Date 2024-03-26 ~ 2024-03-26 Time 17:00:00 ~ 18:00
Speaker Jisu Kim Affiliation Seoul National University
Place Math Bldg 404 & Online streaming (Zoom) Streaming link ID : 688 896 1076 / PW : 54321
Topic Statistical Inference For Geometric and Topological Data
Contents Geometric and topological structures can aid statistics in several ways. In high dimensional statistics, geometric structures can be used to reduce dimensionality. High dimensional data entails the curse of dimensionality, which can be avoided if there are low dimensional geometric structures. On the other hand, geometric and topological structures also provide useful information.
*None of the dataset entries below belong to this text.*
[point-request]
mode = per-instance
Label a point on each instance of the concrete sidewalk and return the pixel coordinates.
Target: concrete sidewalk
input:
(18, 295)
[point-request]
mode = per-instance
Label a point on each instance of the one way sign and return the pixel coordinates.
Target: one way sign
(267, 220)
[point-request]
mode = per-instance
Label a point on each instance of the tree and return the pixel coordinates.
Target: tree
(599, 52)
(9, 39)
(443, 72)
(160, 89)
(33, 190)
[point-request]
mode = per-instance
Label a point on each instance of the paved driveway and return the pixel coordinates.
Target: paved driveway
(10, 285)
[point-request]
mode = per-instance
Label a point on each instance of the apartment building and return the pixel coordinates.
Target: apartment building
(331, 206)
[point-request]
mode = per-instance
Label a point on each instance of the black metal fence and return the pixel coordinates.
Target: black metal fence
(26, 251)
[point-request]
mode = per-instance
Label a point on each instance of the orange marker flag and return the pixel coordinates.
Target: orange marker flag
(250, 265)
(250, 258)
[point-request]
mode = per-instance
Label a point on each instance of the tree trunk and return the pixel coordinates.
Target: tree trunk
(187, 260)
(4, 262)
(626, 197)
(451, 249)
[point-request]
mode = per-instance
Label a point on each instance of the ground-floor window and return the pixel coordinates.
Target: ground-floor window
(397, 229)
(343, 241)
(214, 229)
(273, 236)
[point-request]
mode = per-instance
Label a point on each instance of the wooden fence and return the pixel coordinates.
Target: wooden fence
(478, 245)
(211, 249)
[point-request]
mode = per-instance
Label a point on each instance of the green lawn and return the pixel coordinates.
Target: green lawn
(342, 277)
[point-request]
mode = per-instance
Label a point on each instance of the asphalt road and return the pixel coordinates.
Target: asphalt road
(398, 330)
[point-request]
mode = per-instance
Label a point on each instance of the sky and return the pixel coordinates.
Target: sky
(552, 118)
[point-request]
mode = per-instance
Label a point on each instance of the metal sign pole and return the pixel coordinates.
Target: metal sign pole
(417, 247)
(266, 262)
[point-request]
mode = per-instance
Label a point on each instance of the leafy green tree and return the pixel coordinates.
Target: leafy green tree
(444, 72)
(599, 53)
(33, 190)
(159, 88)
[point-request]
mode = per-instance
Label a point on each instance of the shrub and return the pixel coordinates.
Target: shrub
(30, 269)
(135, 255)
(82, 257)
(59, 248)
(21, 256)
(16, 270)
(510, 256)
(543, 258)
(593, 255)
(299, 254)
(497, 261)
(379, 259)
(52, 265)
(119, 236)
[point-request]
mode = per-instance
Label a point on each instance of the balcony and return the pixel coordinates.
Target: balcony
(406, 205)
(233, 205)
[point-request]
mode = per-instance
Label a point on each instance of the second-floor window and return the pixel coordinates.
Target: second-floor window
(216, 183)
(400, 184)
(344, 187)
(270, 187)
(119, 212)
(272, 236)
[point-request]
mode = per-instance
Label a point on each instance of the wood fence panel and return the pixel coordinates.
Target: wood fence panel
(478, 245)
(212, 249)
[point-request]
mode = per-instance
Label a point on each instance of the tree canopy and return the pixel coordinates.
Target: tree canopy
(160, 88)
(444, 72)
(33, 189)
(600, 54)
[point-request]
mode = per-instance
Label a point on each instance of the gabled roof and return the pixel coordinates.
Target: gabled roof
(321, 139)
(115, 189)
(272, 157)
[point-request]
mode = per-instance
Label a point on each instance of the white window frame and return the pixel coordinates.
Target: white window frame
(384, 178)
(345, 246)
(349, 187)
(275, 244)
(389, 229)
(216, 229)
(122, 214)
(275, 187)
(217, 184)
Structures may carry scientific meaning about the data and can be used as features to enhance supervised or unsupervised learning. In this talk, I will explore how statistical inference can be done on geometric and topological structures. First, given a manifold assumption, I will explore the minimax rate for estimating the dimension of the manifold. Second, also under the manifold assumption, I will explore the minimax rate for estimating the reach, which is a regularity quantity depicting how a manifold is smooth and far from self-intersecting. Third, I will investigate inference on cluster trees, which is a hierarchy tree of high-density clusters of a density function. Fourth, I will investigate inference on persistent homology, which quantifies salient topological features that appear at different resolutions of the data.